He may be a committed Boy Scout, but Brennan Hawkins needs to work on his sense of direction.
The 11-year-old somehow got lost from his camp during a trip in the Utah wilderness, and then defied logic -- and a four-day emergency rescue effort involving helicopters and hundreds of people -- by heading uphill, rather than down.
He was eventually found on Tuesday by one of the volunteer rescuers, miles from the place he was last seen.
Summit County Sheriff Dave Edmunds said Brennan was found in reasonable health and might have been discovered sooner had he done what children normally do when they get lost.
"Typically children walk downhill, along the least path of resistance," he said.
Brennan had hiked 183m up and more than 8km into the mountains when Forrest Nunley, a decorator, found him.
"I turned a corner and there was a kid standing in the middle of the trail. He was all muddy and wet," Nunley said.
Brennan had apparently seen some volunteer searchers on horseback but avoided them because he was scared, he said.
"He was a little delirious. I sat him down and gave him a little food," Nunley said.
The boy was taken to hospital in Salt Lake City.

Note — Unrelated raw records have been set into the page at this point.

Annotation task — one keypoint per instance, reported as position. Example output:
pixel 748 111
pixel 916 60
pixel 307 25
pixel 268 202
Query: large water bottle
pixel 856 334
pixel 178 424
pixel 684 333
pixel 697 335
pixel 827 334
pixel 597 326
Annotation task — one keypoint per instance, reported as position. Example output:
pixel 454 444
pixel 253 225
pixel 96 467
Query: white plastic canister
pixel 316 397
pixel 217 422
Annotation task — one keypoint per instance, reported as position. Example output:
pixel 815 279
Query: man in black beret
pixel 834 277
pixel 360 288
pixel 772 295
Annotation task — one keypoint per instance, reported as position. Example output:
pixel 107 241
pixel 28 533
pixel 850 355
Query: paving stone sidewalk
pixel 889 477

He had been climbing a rock wall with a friend at the Boy Scout "camporee" when he went missing. The friend had gone off down a dirt road to the canteen hall and told Brennan to meet him there.
"He just didn't want to talk about how he got lost," Edmunds said.
"People say that the heavens are closed and God no longer answers prayers. We are here to unequivocally tell you that the heavens are not closed, prayers are answered and children come home," said the boy's mother, Jody Hawkins.
Emotional appeals by his family led to hundreds of people volunteering to look for the boy.
A spokeswoman for the Boy Scouts called the boy's rescue a "modern-day miracle."